Bernardo Bertolucci. Apolide, francofilo, cinefilo, combattivo, figlio della Nouvelle Vague e aiuto regista giovanissimo di Pasolini: difficile darne un giudizio lucido, sembra prendere su di sé il peggio e il meglio della settima arte, divenuta terapia, malattia, modo di vivere fuori dagli schemi, sempre arrabbiato verso i suoi concittadini. Sui suoi rapporti edipici mai risolti si è costruito una carriera internazionale, sulle censure e la presunta scabrosità di alcune pellicole (su Ultimo tango a Parigi ci fu il rogo e non in senso metaforico, in quanto a La Luna, tutto un finto plauso sulle solite tematiche incestuose…); un uomo che non accetta di vivere in un paese più che cattolico, bigotto. Da ultimo l’odio per la televisione, per i film in cassetta o in DVD, per le news, come se la magia ipnotica del tubo catodico togliesse cittadinanza a chi si ritrova “a casa” solo nel buio di una sala, seduto in prima fila, a catturare le prime immagini dei film.

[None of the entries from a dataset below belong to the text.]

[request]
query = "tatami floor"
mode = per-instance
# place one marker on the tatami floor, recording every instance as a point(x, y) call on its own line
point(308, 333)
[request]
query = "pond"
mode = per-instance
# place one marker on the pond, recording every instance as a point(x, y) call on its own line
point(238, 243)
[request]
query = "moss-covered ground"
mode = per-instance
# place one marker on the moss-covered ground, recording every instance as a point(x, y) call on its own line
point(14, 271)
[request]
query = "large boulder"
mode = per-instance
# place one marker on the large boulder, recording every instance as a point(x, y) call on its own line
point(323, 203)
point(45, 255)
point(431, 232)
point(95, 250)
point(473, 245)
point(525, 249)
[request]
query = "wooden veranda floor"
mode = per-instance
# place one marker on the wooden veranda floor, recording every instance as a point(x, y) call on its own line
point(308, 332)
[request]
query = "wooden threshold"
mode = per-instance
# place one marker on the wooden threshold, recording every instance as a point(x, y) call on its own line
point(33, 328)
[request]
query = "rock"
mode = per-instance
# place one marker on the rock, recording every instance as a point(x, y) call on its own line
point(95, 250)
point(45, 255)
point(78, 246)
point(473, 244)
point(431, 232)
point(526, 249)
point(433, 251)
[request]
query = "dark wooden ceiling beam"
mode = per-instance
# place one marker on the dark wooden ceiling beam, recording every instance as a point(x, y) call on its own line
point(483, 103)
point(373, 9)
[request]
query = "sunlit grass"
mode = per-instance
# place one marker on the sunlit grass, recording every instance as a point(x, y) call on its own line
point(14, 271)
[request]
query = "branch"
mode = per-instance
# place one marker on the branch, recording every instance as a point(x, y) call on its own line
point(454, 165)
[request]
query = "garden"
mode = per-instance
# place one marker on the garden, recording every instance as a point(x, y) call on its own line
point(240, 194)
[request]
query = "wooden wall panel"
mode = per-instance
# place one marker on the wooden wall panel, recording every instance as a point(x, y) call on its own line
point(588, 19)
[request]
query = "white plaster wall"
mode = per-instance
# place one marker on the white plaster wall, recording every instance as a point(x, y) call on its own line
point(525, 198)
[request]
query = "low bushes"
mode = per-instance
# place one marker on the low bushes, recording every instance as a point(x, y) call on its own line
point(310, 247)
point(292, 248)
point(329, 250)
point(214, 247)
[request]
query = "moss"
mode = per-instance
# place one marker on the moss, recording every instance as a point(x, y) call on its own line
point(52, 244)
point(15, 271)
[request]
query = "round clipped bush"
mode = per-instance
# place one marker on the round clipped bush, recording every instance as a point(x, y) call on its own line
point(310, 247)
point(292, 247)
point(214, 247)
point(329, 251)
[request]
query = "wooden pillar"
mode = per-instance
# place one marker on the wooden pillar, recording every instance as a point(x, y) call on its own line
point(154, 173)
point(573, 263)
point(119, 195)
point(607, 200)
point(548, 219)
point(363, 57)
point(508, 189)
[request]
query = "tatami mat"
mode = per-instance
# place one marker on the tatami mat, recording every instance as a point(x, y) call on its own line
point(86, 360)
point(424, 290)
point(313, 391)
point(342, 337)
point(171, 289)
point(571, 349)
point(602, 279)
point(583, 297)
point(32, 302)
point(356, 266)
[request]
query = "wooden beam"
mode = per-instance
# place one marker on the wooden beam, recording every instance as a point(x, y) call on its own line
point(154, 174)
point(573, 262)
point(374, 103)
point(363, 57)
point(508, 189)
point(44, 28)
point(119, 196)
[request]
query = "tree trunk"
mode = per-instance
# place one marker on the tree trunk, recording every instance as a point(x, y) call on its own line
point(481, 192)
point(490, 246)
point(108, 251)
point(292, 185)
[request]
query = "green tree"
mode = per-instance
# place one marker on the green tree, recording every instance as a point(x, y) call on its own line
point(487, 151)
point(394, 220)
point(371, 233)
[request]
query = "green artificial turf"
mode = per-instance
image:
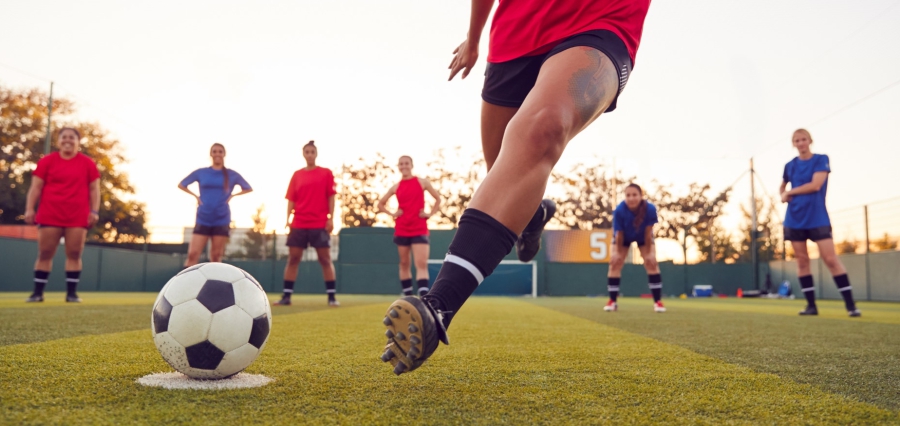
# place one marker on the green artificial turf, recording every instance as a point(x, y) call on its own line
point(511, 361)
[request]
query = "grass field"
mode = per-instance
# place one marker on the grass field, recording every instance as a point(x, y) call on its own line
point(511, 360)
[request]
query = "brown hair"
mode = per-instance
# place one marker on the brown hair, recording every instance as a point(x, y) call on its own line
point(225, 186)
point(642, 208)
point(77, 133)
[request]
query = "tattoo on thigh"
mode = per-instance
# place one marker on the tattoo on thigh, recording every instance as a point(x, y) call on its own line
point(587, 87)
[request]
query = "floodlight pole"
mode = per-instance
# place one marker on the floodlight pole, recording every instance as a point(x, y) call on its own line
point(49, 117)
point(753, 227)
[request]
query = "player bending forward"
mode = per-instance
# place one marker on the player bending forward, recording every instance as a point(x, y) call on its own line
point(553, 67)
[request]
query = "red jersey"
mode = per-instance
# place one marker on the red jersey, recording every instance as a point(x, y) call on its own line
point(309, 190)
point(66, 196)
point(531, 27)
point(411, 199)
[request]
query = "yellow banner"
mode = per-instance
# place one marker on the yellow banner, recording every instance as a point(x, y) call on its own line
point(578, 246)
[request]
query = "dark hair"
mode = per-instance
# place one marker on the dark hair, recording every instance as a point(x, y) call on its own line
point(225, 186)
point(77, 133)
point(642, 208)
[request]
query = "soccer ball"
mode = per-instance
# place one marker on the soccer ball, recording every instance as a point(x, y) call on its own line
point(211, 321)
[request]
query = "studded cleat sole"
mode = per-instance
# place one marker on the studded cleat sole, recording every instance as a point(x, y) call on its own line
point(412, 334)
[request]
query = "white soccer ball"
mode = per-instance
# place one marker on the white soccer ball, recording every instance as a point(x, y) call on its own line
point(211, 321)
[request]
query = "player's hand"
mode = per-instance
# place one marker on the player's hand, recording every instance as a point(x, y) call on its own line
point(464, 58)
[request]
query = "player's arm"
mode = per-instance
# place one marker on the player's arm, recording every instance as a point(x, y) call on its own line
point(812, 187)
point(382, 203)
point(94, 215)
point(34, 194)
point(466, 54)
point(436, 195)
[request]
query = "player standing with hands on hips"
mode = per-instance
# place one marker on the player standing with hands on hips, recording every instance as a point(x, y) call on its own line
point(67, 184)
point(554, 66)
point(310, 198)
point(411, 228)
point(807, 219)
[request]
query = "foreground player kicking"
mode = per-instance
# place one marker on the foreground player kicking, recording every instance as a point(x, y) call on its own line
point(553, 67)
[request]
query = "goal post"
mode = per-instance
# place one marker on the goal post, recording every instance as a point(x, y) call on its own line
point(510, 278)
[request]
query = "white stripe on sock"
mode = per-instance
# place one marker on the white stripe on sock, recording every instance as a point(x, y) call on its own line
point(465, 264)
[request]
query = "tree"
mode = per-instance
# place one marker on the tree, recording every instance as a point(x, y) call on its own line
point(255, 244)
point(688, 216)
point(23, 120)
point(363, 184)
point(588, 196)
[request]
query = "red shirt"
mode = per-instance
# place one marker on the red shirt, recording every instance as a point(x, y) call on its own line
point(66, 196)
point(309, 190)
point(410, 199)
point(531, 27)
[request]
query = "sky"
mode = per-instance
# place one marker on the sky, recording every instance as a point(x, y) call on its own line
point(715, 83)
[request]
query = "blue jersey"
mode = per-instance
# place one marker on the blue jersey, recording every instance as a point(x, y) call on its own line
point(623, 221)
point(807, 211)
point(213, 209)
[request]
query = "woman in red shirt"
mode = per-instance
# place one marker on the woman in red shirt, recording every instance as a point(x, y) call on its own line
point(310, 198)
point(411, 229)
point(554, 66)
point(67, 184)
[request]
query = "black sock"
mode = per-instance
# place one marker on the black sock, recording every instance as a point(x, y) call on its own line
point(72, 278)
point(288, 289)
point(809, 290)
point(40, 281)
point(423, 286)
point(329, 288)
point(407, 286)
point(655, 284)
point(612, 285)
point(478, 247)
point(843, 283)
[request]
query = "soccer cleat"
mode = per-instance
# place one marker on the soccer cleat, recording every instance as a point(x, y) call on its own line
point(529, 243)
point(414, 329)
point(810, 310)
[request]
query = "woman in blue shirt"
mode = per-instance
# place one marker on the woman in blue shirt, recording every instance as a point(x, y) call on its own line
point(216, 184)
point(807, 219)
point(633, 222)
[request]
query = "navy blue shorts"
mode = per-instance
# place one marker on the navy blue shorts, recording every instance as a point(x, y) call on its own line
point(508, 83)
point(812, 234)
point(408, 241)
point(303, 238)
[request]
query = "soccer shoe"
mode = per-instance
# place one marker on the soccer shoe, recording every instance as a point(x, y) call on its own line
point(414, 328)
point(810, 310)
point(529, 243)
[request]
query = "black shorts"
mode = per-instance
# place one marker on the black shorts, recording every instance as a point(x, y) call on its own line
point(812, 234)
point(303, 238)
point(508, 83)
point(212, 231)
point(408, 241)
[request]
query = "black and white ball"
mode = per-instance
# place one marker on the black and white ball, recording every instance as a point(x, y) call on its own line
point(211, 321)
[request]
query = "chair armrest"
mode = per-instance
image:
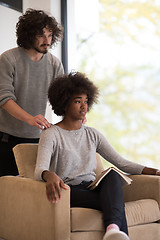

I tre interpreti di The Dreamers (Eva Green, Louis Garrel e Michael Pitt) sono corpi grezzi che vivono attraverso il tempo scandito dalle sequenze di Godard, Rivette, Bresson o i gesti della Garbo o di Bette Davis come surrogato per una conoscenza di se stessi che non hanno ancora acquisito; l’americano Matthew porta scompiglio nelle esistenze incestuose di un fratello e una sorella che dormono nudi insieme, in modo inerme, come gatti che si annusano; l’innocenza statunitense del biondino è il passaporto per liberarsi dalla loro comoda ignoranza della realtà, li costringe a uscire fuori dalla strada. Il Sessantotto è già passato quando corrono tra i dimostranti, altre sono le scelte e in futuro rimpiangeranno l’essersi scannati se era meglio Keaton o Chaplin o ricorderanno, in modo banale, i loro venti anni.
Difatti, già per noi il film di Bertolucci è un ricordo, travolti più dall’evento mediatico che gli ruota intorno che su suoi reali meriti. Rimarrà forse il ricordo di una musica, di un gesto, di una postura, di un bacio, ma non abbiamo aderito a livello emozionale al “Progetto Nostalgia” del cineasta parmense. Ricordiamo infine che il film è tratto dal romanzo “The Holy Innocents” dell’inglese Gilbert Adair, esordiente come scrittore nel 1998, che si è guadagnato una certa credibilità come critico cinematografico.